KAN we improve on HEP classification tasks? Kolmogorov-Arnold Networks applied to an LHC physics example
Johannes Erdmann, Florian Mausolf, Jan Lukas Späh
TL;DR
The paper investigates Kolmogorov-Arnold Networks (KANs) as interpretable alternatives to multilayer perceptrons (MLPs) for binary event classification in high-energy physics (HEP). Using a ttH vs tH classification in the H→γγ channel at 14 TeV, with 22 input features and careful preprocessing, they compare KANs of varying depths and widths to MLPs. The one-layer KAN learns activations resembling univariate log-likelihood ratios, while deeper KANs develop more complex representations; the best KAN performance is comparable to the best MLP (AUC ≈ 0.908), though very small KANs do not outperform small MLPs, and larger KANs do not outperform their MLP counterparts in parameter efficiency. Overall, KANs can match MLP performance for this task while offering interpretability advantages for small configurations, suggesting further exploration of interpretability techniques and potential extensions to regression tasks in HEP.
Abstract
Recently, Kolmogorov-Arnold Networks (KANs) have been proposed as an alternative to multilayer perceptrons, suggesting advantages in performance and interpretability. We study a typical binary event classification task in high-energy physics including high-level features and comment on the performance and interpretability of KANs in this context. Consistent with expectations, we find that the learned activation functions of a one-layer KAN resemble the univariate log-likelihood ratios of the respective input features.

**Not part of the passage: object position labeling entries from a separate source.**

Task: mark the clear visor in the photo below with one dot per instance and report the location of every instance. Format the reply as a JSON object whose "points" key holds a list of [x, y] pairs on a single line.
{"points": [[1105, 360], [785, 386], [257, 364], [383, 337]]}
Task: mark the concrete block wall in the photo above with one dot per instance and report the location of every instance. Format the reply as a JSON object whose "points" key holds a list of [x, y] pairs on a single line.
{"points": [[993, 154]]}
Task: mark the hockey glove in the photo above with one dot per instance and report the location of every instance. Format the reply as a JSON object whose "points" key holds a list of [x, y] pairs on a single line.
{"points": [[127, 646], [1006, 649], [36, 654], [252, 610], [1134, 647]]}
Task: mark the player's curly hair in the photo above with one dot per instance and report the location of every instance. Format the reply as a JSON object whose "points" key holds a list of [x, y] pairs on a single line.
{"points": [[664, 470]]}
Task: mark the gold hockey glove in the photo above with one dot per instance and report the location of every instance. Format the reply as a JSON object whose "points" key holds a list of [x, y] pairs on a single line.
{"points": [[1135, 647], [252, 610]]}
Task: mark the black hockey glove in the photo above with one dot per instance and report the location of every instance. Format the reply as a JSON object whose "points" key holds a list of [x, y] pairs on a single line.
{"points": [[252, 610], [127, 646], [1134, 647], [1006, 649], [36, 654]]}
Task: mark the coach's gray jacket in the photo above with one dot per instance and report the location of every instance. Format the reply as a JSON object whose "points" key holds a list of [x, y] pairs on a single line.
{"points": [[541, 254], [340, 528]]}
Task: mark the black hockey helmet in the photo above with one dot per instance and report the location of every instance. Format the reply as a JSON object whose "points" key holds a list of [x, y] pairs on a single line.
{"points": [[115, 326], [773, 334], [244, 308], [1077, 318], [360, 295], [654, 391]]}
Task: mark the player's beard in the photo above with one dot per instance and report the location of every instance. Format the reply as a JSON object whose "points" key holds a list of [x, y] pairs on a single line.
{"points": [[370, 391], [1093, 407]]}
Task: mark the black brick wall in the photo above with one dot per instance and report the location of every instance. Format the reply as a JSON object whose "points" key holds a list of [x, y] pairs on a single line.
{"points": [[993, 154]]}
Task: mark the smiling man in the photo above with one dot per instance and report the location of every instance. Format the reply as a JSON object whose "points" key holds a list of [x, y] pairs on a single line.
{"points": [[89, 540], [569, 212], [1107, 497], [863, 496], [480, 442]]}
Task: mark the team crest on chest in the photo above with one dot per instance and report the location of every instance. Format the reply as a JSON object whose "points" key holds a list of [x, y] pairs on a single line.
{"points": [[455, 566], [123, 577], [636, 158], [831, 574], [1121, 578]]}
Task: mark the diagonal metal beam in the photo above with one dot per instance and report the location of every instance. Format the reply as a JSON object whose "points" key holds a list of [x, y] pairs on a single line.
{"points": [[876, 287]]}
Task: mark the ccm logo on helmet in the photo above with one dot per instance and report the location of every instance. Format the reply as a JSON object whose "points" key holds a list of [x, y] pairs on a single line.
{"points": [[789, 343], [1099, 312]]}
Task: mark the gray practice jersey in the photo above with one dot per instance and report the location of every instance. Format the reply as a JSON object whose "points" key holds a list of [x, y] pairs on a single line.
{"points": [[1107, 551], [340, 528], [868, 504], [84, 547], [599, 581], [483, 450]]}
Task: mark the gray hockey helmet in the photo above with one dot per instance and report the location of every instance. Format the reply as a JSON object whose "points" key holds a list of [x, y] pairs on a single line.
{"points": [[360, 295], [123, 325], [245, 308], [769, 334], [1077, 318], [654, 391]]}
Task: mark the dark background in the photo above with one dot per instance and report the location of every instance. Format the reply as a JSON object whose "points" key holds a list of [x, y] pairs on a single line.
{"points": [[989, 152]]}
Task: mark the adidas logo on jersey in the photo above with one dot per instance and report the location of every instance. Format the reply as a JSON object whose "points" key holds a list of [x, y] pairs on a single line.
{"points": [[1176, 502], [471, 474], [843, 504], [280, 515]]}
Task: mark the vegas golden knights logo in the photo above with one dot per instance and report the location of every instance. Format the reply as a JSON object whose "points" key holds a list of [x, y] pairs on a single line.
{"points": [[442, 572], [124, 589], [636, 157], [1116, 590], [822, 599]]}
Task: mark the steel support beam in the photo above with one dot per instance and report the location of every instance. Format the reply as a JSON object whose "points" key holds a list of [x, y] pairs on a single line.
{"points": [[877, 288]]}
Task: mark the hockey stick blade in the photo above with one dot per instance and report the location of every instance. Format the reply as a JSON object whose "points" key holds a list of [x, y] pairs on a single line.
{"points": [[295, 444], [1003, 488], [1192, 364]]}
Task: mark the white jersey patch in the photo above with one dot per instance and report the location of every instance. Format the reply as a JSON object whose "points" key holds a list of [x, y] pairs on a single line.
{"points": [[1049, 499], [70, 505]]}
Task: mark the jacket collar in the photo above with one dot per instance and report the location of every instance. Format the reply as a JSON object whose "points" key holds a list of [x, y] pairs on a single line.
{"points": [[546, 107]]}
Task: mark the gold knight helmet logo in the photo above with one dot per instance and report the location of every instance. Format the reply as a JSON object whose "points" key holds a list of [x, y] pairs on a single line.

In deeper KANs, the activations in the first layer differ from those in the one-layer KAN, which indicates that the deeper KANs learn more complex representations of the data, a pattern commonly observed in other deep-learning architectures. We study KANs with different depths and widths and we compare them to multilayer perceptrons in terms of performance and number of trainable parameters. For the chosen classification task, we do not find that KANs are more parameter efficient. However, small KANs may offer advantages in terms of interpretability that come at the cost of only a moderate loss in performance.